The Price of Goodness

Let us start with an abstract arguement: Do the means justify the ends? Well what ends you might ask and what means? The end is the perfection of society and man - the means are any and all available. And why are any means permissable? Since the end is itself perfect, nothing should be aloud to stand in it's why surely?

And here is the problem - the definition of perfection of society and man. Who's perfection are we talking? Is it the perfection of the rulers of Aldous Huxely's "Brave New World"? The perfection of Orwell's Ing-Soc? The perfection of Mao-Tse-Tung, Kim il Sung or Pol Pot? The perfection of Louis XIV or Hitler?

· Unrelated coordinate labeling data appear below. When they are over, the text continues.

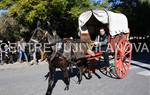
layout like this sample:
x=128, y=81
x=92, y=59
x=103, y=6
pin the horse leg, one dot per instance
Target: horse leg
x=80, y=74
x=66, y=77
x=50, y=81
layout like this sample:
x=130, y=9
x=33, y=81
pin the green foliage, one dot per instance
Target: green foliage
x=9, y=28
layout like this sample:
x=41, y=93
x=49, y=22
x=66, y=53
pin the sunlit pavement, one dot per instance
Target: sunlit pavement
x=29, y=80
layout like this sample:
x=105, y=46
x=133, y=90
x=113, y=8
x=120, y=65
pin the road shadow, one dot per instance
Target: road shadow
x=58, y=75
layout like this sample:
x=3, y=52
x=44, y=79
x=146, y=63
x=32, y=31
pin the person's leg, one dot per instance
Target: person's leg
x=106, y=60
x=20, y=56
x=26, y=58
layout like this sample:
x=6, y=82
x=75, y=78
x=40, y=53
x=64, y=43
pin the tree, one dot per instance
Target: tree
x=137, y=14
x=9, y=28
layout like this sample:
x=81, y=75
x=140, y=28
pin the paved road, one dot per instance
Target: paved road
x=29, y=80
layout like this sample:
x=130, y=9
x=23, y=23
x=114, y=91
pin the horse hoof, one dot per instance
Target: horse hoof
x=89, y=76
x=79, y=82
x=48, y=93
x=66, y=88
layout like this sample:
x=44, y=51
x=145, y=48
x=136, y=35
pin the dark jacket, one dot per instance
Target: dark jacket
x=102, y=42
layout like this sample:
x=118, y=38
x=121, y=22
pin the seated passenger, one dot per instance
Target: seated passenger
x=101, y=43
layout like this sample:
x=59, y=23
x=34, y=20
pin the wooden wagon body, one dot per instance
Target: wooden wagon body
x=116, y=26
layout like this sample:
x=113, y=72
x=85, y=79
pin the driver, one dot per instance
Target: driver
x=101, y=44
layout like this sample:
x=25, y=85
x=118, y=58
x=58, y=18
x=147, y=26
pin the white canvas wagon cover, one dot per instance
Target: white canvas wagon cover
x=117, y=22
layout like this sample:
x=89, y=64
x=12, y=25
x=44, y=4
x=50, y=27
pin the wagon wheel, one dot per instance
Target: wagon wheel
x=123, y=58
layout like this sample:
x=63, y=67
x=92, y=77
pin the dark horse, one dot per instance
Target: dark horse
x=59, y=58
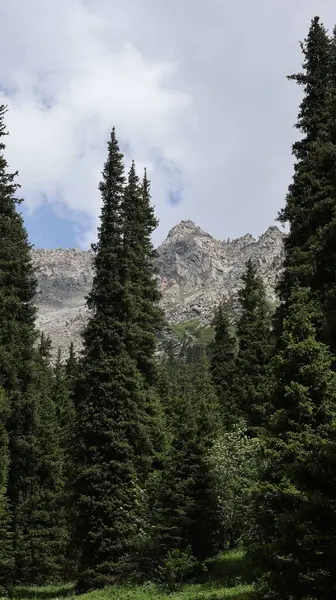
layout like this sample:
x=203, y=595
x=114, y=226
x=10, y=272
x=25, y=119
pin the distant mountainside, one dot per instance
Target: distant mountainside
x=195, y=273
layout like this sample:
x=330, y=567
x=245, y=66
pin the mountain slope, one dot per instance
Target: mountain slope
x=195, y=272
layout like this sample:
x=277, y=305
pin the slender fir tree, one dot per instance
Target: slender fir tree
x=187, y=513
x=324, y=244
x=6, y=541
x=17, y=338
x=144, y=318
x=223, y=354
x=309, y=202
x=139, y=223
x=44, y=538
x=110, y=404
x=292, y=545
x=63, y=398
x=254, y=338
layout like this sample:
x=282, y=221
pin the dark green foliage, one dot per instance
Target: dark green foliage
x=43, y=537
x=146, y=318
x=187, y=516
x=223, y=352
x=17, y=337
x=143, y=318
x=324, y=244
x=112, y=440
x=309, y=202
x=254, y=338
x=6, y=542
x=293, y=542
x=63, y=398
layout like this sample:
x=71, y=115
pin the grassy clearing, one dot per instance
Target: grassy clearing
x=229, y=578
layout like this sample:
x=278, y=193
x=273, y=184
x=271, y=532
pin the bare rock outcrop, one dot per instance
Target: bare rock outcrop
x=195, y=272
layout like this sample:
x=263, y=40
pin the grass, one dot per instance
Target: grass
x=229, y=579
x=194, y=329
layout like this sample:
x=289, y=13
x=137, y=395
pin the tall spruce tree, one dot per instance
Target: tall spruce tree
x=6, y=541
x=44, y=538
x=187, y=512
x=324, y=244
x=292, y=545
x=63, y=398
x=254, y=339
x=17, y=338
x=309, y=202
x=110, y=404
x=139, y=222
x=223, y=354
x=144, y=318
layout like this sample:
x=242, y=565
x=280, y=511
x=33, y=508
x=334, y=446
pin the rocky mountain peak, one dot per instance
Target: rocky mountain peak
x=195, y=272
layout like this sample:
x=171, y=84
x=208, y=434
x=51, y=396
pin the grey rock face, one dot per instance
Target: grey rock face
x=195, y=272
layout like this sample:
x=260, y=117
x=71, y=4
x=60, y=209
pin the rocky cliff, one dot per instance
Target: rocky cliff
x=195, y=272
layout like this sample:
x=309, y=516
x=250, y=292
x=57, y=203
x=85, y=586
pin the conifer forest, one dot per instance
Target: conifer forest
x=204, y=474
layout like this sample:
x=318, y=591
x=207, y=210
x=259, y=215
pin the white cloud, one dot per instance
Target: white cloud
x=197, y=92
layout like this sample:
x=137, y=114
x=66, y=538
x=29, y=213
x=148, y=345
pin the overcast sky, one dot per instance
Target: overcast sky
x=197, y=91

Why is it that high ideals and utopian ideology seem to end up with a state of affair that the Greeks described 2000s or so years ago as tyranny? The absolute rule of the many by the few - alledgedly for their own good...the many regarded by their subjects as clay to be moulded, blank slates to be written on with party slogans, ignorant children to be educated and indoctrinated. And the perfect society is always an omlete which requires the breaking of a few eggs...minorities who must become the sacrificial victims for the good of society - like the Aztecs whose religion required a wholesale sacrifice of captives in order to feed the sun, these victim classes - racial, religious, political and class minorities are sacrificed with as spurious a justification for the good of the whole. And the real reason? A tyranny must be fed constantly on the blood of its subjects - this Leviathan must be nourished and it will be because all men fear the heart of darkness of anarchy - a breakdown of society and human relations where society framents into it's constituent tribal units based around strong leaders and the whole evolution of human society must take it's bloody course once again.

Human life is fragile, imperfect and uncertain - we long with all our heart to make it otherwise - we often feel the pain of our vulnerability when confronted with extrememe situations such as death and violence. Every social structure is a collective attempt to control our lives since we know that as an individual we will not survive in the wild for long. This individual has much freedom but little power. And yet what is the best way for a group of people to organise themselves? What  political structure will guarentee the greatest liberty for the greatest number of people, afford the greatest measure individual control, resist the ravages of time and endure the attempts of other states to destroy or subjugate it?

I know not - but I feel that the attempt to control men is futile - the average man cannot share the desires and visions of those at the apex of the pyramid. The average man wishes for a life which is modest and unsupposing. Napoleon once called England "a nation of shopkeepers" - is that so terrible? Why can not rulers accept humanity in all it's glorious imperfection? If you treat your subjects as children then they shall behave like children and if you treat your subjects like dogs they shall behave like dogs. And maybe if you treat your subjects like humans they will be humane?

So the saying is that charity begins at home - maybe our society would be better off for all of us if we personally befriended one person in need and took responsibility for helping them improve their life than with all the government social planning, political correctness, bureaucracy. Maybe we should stop seeking perfection and embrace imperfection - stop trying to control everything and allow things to be as they are. Maybe the spectre of bloody anarchy is less real than we fear.